The talk will conclude with a discussion on some of the open problems that still need to be fully addressed for a robust multirobot system useful for addressing environmental problems and current work, such as ensuring high-quality data and recovery mechanisms, towards the long-term goal of a ubiquitous collaborative multiagent/multirobot system for accomplishing large scale real world tasks.

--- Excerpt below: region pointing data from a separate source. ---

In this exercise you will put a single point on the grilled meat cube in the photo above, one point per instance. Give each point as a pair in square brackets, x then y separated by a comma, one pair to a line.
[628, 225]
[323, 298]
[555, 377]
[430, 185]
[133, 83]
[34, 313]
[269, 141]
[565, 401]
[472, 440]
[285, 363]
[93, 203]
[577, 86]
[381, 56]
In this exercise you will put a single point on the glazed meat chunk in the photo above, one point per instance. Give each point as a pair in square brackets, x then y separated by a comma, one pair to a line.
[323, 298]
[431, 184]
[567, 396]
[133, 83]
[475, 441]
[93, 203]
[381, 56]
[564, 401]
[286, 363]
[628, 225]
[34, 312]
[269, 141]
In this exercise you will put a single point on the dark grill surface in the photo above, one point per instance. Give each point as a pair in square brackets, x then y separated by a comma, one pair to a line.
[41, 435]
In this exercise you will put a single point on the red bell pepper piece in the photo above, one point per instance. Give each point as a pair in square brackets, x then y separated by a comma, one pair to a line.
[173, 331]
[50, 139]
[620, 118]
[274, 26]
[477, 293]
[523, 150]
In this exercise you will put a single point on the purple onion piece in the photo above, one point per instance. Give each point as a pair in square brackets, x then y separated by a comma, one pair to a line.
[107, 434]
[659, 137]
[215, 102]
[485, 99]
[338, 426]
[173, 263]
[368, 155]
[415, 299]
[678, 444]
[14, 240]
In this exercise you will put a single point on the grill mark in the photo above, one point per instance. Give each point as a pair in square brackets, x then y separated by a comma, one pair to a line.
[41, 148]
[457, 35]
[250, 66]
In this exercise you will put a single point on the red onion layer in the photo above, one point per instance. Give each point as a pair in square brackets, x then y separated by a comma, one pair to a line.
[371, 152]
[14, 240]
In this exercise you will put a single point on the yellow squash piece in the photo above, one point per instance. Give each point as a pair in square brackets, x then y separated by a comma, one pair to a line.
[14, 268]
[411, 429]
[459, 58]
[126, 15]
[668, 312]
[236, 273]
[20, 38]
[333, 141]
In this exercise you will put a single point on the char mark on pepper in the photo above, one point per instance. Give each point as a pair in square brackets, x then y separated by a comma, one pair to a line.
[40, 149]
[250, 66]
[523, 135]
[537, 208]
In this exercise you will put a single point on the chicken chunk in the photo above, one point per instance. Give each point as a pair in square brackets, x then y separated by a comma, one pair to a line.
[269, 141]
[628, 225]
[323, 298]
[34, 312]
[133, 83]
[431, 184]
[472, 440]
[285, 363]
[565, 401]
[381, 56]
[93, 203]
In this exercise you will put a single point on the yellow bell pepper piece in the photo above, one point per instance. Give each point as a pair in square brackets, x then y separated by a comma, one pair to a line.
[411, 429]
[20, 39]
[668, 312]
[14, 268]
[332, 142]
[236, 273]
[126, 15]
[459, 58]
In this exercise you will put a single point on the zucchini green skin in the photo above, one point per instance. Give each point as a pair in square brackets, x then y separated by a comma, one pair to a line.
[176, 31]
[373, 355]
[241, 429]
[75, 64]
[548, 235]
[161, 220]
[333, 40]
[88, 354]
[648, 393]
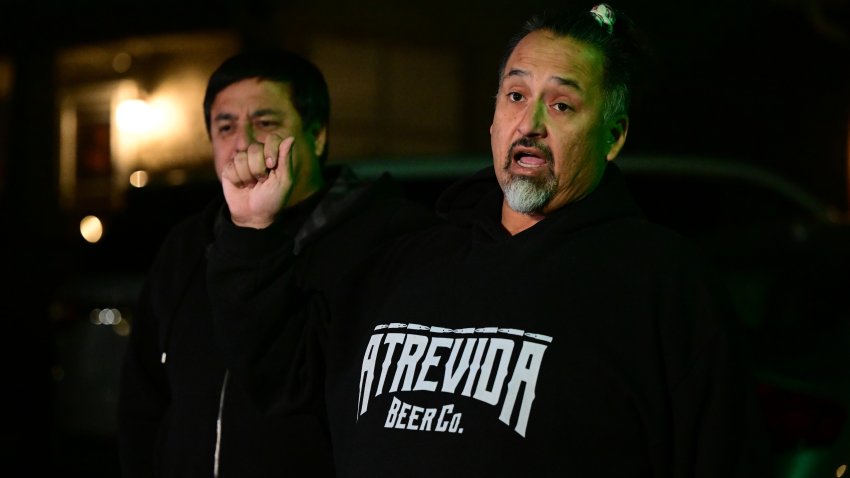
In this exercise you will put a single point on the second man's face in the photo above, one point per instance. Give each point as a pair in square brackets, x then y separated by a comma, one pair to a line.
[247, 112]
[548, 137]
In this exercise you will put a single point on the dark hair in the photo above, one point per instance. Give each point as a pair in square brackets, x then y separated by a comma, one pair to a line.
[309, 89]
[623, 48]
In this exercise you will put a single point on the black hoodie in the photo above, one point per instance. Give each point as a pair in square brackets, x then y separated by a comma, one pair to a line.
[592, 344]
[182, 413]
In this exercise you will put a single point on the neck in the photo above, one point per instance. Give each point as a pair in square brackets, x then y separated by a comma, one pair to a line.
[515, 222]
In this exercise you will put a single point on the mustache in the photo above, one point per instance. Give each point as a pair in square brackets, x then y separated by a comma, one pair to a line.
[527, 142]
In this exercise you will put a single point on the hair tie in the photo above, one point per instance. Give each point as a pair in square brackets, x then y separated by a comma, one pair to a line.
[604, 16]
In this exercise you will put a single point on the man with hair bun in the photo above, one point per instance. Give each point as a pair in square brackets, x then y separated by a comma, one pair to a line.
[546, 328]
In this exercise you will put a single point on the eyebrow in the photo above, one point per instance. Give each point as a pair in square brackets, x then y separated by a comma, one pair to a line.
[255, 114]
[560, 80]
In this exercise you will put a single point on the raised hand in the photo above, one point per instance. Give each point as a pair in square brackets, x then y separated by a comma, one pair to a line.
[258, 182]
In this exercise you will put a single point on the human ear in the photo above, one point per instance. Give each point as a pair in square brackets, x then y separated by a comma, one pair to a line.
[616, 136]
[320, 136]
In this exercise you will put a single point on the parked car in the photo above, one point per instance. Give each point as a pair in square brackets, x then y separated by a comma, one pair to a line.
[783, 253]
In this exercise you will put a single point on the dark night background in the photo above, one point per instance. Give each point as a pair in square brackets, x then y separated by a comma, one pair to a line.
[760, 81]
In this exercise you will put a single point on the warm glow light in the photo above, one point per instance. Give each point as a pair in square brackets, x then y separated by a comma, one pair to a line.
[134, 116]
[122, 62]
[91, 229]
[139, 178]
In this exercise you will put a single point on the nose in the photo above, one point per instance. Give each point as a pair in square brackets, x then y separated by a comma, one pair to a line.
[533, 122]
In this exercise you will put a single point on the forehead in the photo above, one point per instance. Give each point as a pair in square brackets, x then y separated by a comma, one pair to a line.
[253, 93]
[543, 56]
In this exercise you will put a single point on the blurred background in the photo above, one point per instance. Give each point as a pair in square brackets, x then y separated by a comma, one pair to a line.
[103, 147]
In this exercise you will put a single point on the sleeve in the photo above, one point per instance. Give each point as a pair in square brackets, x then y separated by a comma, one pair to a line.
[143, 393]
[270, 329]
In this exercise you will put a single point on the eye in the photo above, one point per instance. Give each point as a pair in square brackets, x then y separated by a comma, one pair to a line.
[266, 124]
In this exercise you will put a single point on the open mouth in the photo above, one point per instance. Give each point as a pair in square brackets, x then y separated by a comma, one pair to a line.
[529, 159]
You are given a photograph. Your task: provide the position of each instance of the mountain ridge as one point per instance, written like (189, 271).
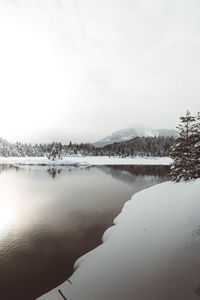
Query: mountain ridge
(129, 133)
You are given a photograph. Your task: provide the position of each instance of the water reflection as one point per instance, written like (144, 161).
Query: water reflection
(50, 217)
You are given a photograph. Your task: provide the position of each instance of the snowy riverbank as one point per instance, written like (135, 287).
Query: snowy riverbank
(86, 160)
(152, 251)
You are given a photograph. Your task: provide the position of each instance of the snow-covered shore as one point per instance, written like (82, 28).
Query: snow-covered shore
(86, 160)
(152, 252)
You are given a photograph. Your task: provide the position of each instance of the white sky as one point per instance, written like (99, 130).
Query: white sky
(82, 69)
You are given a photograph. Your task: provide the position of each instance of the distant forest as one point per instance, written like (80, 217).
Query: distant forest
(138, 146)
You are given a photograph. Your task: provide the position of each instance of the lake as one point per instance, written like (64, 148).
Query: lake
(49, 217)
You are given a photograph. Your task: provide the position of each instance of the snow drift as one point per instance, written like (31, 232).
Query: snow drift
(152, 251)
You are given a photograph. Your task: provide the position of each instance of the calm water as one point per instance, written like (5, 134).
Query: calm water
(50, 217)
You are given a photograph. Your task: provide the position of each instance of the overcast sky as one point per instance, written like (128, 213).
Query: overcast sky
(80, 69)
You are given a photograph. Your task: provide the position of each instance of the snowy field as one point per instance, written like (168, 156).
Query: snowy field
(86, 160)
(152, 252)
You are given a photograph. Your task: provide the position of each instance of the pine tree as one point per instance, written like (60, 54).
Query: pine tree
(196, 147)
(183, 166)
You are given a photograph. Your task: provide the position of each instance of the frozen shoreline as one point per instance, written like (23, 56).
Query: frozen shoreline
(152, 251)
(86, 160)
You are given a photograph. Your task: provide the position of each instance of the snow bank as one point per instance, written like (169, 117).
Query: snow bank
(152, 251)
(86, 160)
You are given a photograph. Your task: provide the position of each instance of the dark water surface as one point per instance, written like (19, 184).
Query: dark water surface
(50, 217)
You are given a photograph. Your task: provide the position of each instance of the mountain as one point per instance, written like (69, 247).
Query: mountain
(132, 132)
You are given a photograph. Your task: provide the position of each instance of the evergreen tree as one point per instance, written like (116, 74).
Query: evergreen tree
(196, 147)
(183, 165)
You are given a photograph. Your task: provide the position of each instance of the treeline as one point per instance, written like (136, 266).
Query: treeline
(139, 146)
(186, 151)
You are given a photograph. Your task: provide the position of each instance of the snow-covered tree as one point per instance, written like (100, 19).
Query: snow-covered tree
(54, 151)
(182, 153)
(196, 147)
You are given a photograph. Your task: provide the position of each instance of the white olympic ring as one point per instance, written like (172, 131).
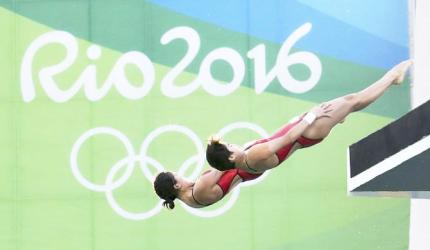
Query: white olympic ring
(129, 163)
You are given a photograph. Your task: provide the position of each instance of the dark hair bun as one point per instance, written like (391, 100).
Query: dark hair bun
(169, 204)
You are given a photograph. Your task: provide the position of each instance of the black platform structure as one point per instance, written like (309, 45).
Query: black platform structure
(394, 161)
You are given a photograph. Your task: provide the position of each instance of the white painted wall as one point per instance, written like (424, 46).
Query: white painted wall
(419, 232)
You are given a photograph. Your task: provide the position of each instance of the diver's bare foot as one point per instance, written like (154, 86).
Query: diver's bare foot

Bio: Alberto Quattrini Li is an assistant professor in the Department of Computer Science at Dartmouth College and co-director of the Dartmouth Reality and Robotics Lab. He was a postdoctoral fellow and research assistant professor in the Autonomous Field Robotics Laboratory (AFRL), led by Professor Ioannis Rekleitis, in University of South Carolina from 2015 to 2018. During 2014, he was a visiting PhD student in the Robotic Sensor Networks Lab, directed by Professor Volkan Isler, at the Department of Computer Science and Engineering, University of Minnesota. He received a M.Sc. (2011) and a Ph.D. (2015) in Computer Science and Engineering from Politecnico di Milano, working with Professor Francesco Amigoni. His main research (currently funded by the National Science Foundation) include autonomous mobile robotics and active perception, applied to the aquatic domain, dealing with problems that span from multirobot exploration and coverage to multisensor fusion based state estimation. He has worked with many ground and marine robots, including Autonomous Surface Vehicles and Autonomous Underwater Vehicles.